Marylea And Number 3 is a Grade II listed building in the Mid Devon local planning authority area, England. First listed on 20 November 1986. A C16 Cottage. 6 related planning applications.
Marylea And Number 3
- WRENN ID
- shadowed-cloister-foxglove
- Grade
- II
- Local Planning Authority
- Mid Devon
- Country
- England
- Date first listed
- 20 November 1986
- Type
- Cottage
- Source
- Historic England listing
Description
This is a group of two cottages, Marylea and Number 3, located in Down St Mary. They likely originated as a church house in the 16th century, with significant alterations and improvements in the 17th century, and further extensions and rebuilding in the early 18th and 19th centuries.
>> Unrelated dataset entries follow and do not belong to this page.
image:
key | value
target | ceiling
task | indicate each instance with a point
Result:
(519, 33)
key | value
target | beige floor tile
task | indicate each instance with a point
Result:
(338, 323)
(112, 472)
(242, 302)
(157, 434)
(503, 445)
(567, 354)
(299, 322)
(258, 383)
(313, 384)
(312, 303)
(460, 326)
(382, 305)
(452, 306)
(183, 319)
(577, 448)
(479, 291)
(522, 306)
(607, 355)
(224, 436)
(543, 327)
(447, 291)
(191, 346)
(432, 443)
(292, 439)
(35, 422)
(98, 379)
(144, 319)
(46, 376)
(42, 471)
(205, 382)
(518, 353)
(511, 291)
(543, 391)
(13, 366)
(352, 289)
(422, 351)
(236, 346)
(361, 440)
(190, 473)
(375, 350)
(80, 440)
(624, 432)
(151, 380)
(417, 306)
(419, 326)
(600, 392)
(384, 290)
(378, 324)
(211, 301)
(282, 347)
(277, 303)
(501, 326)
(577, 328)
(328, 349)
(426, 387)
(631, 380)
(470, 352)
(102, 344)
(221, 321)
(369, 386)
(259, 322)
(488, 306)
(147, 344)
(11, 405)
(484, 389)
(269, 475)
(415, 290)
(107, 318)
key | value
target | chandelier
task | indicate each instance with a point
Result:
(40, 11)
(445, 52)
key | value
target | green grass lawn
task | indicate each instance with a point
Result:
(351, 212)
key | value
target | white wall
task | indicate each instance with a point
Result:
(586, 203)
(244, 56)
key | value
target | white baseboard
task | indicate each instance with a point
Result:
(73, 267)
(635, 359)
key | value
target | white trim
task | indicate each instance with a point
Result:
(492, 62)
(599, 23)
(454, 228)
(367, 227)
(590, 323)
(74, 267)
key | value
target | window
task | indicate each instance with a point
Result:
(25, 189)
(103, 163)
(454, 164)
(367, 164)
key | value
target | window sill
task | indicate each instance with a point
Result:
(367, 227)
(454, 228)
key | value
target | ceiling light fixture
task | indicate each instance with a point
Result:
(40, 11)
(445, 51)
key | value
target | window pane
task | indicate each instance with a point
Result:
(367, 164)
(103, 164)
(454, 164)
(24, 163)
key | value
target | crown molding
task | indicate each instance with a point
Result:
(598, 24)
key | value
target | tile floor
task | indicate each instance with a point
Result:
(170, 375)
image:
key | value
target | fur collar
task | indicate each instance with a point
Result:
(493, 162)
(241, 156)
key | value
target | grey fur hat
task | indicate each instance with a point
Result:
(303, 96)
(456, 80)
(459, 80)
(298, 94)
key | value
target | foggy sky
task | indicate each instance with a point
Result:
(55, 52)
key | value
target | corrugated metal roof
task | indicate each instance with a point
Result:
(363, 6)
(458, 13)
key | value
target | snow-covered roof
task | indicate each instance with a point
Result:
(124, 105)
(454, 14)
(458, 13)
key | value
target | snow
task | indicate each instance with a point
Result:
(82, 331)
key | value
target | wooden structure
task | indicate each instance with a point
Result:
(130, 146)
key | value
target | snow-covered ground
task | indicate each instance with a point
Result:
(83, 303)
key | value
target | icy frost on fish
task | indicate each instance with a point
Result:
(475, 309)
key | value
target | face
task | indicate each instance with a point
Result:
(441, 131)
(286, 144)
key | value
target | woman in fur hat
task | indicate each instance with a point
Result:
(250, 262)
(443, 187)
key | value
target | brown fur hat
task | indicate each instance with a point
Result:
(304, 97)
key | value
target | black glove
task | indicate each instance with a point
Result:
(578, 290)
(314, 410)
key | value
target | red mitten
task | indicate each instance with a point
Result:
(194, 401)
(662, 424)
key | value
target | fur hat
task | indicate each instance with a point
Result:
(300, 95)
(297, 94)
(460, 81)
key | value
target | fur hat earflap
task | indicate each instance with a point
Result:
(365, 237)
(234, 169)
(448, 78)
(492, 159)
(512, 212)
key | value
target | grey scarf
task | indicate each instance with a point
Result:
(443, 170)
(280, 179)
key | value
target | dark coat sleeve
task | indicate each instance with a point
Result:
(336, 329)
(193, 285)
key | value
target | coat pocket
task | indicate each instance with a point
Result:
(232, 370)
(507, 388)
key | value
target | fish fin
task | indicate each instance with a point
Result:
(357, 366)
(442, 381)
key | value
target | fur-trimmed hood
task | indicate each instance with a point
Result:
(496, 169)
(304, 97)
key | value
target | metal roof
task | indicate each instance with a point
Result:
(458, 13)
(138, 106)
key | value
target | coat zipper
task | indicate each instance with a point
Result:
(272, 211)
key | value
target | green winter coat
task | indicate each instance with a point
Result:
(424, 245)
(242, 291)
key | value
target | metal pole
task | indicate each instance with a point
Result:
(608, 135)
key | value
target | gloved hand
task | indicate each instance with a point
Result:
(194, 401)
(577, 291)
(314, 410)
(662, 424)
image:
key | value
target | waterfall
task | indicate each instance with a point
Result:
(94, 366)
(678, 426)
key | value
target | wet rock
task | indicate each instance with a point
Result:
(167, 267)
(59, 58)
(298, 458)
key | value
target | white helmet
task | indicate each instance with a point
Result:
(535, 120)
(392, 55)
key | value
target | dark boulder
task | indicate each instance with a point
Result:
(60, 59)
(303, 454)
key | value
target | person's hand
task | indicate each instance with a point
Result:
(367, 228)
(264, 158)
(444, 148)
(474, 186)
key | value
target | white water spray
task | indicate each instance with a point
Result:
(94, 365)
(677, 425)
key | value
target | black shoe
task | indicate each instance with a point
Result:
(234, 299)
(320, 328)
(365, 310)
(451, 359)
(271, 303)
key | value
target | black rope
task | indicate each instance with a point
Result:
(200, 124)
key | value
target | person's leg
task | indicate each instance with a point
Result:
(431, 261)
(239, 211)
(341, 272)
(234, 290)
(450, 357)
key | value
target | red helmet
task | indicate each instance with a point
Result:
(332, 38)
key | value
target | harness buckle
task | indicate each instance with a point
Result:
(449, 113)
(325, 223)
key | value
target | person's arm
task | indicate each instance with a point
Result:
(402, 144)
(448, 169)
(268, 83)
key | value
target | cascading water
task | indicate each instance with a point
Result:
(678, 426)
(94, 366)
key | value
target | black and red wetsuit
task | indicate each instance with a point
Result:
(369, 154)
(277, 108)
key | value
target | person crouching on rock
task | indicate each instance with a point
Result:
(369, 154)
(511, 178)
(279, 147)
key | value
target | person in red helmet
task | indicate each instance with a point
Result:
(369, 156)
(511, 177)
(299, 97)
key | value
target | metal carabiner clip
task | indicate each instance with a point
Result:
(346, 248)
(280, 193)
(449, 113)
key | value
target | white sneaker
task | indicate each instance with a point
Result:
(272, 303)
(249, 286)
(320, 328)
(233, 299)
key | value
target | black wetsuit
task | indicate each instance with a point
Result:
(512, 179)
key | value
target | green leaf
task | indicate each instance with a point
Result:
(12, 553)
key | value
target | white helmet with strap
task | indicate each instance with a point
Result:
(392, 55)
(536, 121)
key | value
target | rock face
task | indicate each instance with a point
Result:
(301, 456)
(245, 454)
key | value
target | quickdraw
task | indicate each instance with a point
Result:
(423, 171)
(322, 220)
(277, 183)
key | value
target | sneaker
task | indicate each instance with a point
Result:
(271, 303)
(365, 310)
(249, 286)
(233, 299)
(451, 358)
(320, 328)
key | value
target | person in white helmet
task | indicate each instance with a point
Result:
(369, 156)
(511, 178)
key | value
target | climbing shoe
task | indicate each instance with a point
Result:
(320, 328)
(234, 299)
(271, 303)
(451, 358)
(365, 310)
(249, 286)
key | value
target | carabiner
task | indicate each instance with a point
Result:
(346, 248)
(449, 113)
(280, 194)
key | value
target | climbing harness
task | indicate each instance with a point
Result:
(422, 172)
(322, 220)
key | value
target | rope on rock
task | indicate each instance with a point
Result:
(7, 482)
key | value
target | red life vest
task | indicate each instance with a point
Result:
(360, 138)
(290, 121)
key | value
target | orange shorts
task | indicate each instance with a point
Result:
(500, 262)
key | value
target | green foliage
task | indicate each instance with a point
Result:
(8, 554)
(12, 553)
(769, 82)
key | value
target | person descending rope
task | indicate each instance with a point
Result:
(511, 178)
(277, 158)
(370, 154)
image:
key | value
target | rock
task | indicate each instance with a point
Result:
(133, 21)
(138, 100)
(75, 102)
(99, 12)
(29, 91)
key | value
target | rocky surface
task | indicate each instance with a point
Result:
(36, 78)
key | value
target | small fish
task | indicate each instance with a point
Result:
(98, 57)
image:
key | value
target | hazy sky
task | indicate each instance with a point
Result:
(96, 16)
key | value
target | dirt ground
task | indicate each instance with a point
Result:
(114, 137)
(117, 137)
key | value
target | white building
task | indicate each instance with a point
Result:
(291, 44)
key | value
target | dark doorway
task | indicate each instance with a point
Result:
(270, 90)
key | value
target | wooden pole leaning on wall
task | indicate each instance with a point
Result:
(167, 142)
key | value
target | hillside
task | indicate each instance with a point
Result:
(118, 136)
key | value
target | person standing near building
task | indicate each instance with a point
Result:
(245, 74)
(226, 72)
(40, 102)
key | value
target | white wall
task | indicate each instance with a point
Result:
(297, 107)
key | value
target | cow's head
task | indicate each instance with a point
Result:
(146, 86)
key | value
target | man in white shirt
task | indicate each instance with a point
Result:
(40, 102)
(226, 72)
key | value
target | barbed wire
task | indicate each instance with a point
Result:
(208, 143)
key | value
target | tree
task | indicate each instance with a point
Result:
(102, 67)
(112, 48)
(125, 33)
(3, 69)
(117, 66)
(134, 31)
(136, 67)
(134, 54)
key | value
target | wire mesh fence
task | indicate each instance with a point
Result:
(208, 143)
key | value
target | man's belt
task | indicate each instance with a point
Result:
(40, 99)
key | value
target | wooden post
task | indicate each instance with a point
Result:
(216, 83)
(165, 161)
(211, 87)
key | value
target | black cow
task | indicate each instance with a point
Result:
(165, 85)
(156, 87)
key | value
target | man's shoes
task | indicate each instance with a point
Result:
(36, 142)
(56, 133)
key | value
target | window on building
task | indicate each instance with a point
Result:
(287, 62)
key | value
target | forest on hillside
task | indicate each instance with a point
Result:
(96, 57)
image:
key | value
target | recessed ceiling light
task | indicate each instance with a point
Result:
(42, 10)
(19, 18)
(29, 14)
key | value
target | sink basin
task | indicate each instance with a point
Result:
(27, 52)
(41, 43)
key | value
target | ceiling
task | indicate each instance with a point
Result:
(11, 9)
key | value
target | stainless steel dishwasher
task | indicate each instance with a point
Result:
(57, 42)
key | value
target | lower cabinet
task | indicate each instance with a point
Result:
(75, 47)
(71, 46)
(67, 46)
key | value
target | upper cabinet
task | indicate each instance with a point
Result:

The construction is predominantly cob on rubble footings, with stone rubble or cob stacks topped with 19th and 20th-century brick, and a thatch roof, with a red interlocking tile roof to the later 19th-century extension.
The building faces south, with Number 3 at the west end and Marylea in the centre and east end, occupying two former cottages. The original layout was a three-room-through-passage plan house with a service room at the west end. Number 3 incorporates the former service room, with a projecting end stack, the through passage, and a hall with an axial stack backing onto the passage. Marylea encompasses the former inner room and an early 18th-century single-room extension with an axial stack serving back-to-back fireplaces. A 19th-century service extension is attached to the rear of Marylea, and a two-storey service block with a tile monopitch roof and gabled dormers sits behind it, to the rear.
The front elevation is irregular, featuring a five-window arrangement of mixed 19th and 20th-century casements, many with glazing bars. The central three first-floor windows contain rectangular panes of leaded glass. A door towards the left end (leading to Number 3) has a doorframe likely dating to the 17th century, with a chamfered frame and a 19th-century plank door. A roughly central door serves Marylea.
The interior reveals mostly late 17th and early 18th-century features, including roughly chamfered crossbeams and plainly finished fireplace lintels. The stacks in both the former hall and service room are cob, and all fireplaces originally had side ovens, though some are now blocked. A roof structure of A-frame trusses with pegged lap-jointed collars and X-apexes is visible in Number 3. While the roof is inaccessible in Marylea, the feet of the principals suggest a similar truss structure.
Evidence of the original 16th-century construction remains in Number 3, where a rear passage door has an oak elliptical-headed frame, and a side-pegged jointed cruck truss is partially visible in the roof. Other early features may be concealed.